Two Latino civil rights groups criticized the fact that just one of the 11 names on Biden's first list, Rodriguez, is from the Latino community. Thomas Saenz, president and general counsel of the Mexican American Legal Defense and Educational Fund and Juan Cartagena, president and general counsel of LatinoJustice PRLDEF, said in a joint statement that they were "extremely disappointed" with the Biden administration.

“As the nation’s largest minority group, with substantial projected growth nationwide, Latinos have been playing and will play an increasing role in our nation’s legal system, litigating many of the most important legal issues that will arise across the country in every area of law. There is no excuse for perpetuating the exclusion of Latino jurists from the federal bench. Five of the 13 federal circuit courts of appeals have no Latino or Latina active judges, and the all-important D.C. Circuit Court of Appeals has never had a Latino or Latina judge in its entire history," Saenz and Cartagena said.

In response to the statement from Saenz and Cartagena, a White House spokesperson told BuzzFeed News in an email that Biden "is committed to ensuring that the federal judiciary reflects the diversity of the country, and that of course includes making sure Latinos are fully represented on the bench."

"We’ve been in touch with MALDEF and numerous other stakeholders on identifying high-qualified nominees for vacancies and will be rolling out additional candidates in the future," the spokesperson wrote.

The majority of Trump’s federal court nominees were white and male, something that even sitting judges have spoken out against. At a hearing before the House Judiciary Committee last week, US District Judge Carlton Reeves of Mississippi testified that the “present trajectory risks a crisis of legitimacy” on the bench, specifically noting the lack of BIPOC judges on courts that serve parts of the country with higher proportions of Black and Latino residents.

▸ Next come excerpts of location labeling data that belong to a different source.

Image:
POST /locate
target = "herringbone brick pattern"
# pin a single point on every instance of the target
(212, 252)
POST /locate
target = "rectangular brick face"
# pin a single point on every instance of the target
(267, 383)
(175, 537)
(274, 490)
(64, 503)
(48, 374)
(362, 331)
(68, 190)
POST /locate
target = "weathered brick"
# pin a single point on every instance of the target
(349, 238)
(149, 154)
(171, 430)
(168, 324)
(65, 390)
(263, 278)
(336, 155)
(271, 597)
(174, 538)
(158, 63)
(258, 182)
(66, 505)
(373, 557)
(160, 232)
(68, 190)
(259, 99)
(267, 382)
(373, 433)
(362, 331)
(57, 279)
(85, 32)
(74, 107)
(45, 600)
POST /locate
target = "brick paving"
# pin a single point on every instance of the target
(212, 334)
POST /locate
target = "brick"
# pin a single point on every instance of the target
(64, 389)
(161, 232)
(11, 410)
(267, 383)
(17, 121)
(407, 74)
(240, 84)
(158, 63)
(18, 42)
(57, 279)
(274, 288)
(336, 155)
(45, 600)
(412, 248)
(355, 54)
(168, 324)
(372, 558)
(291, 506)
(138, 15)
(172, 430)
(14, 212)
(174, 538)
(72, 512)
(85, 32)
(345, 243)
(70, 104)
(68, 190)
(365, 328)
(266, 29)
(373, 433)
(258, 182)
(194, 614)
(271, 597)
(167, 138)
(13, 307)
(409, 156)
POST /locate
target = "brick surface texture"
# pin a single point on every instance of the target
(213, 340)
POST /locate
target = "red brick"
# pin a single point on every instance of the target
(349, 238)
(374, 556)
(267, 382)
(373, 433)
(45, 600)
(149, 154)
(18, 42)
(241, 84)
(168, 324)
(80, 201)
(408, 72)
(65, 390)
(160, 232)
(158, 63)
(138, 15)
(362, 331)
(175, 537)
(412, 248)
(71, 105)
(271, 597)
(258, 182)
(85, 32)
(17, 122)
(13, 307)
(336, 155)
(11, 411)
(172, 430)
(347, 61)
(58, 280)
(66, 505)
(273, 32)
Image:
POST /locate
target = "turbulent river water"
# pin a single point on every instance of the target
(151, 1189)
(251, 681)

“These and countless other comparisons reveal a disturbing fact: as our country becomes more diverse, our courts are becoming more homogenous,” Reeves said.

The Trump administration placed an emphasis on choosing younger, conservative-leaning nominees who could make the most of a lifetime appointment. The Biden official told reporters that the White House didn’t have a litmus test for age but was “eager” to consider nominees in every age bracket, including judges who would join the bench in their thirties. Tuesday’s list included five nominees in their forties, five nominees in their fifties, and one — Judge Rupa Ranga Puttagunta, an administrative law judge in DC nominated for the DC Superior Court — who is 39.

The Trump administration and Senate Republicans had reached out to judges who were confirmed under previous GOP administrations and eligible to take senior status about stepping down while Trump was in office to maximize their progress on nominations. Asked if the Biden administration would take the same approach, the senior administration official said the White House was focused for now on current vacancies.

After four years with an ally in the White House, conservative advocacy groups are redirecting their resources into opposing Biden’s picks. Carrie Severino of the Judicial Crisis Network tweeted in response to Tuesday’s announcement that Biden was “working overtime to appease the far left, and we can expect his judges to rubber stamp their extreme radical agenda.”


Updated with comment from a White House spokesperson in response to Thomas Saenz and Juan Cartagena.


Updated with comment from Thomas Saenz and Juan Cartagena.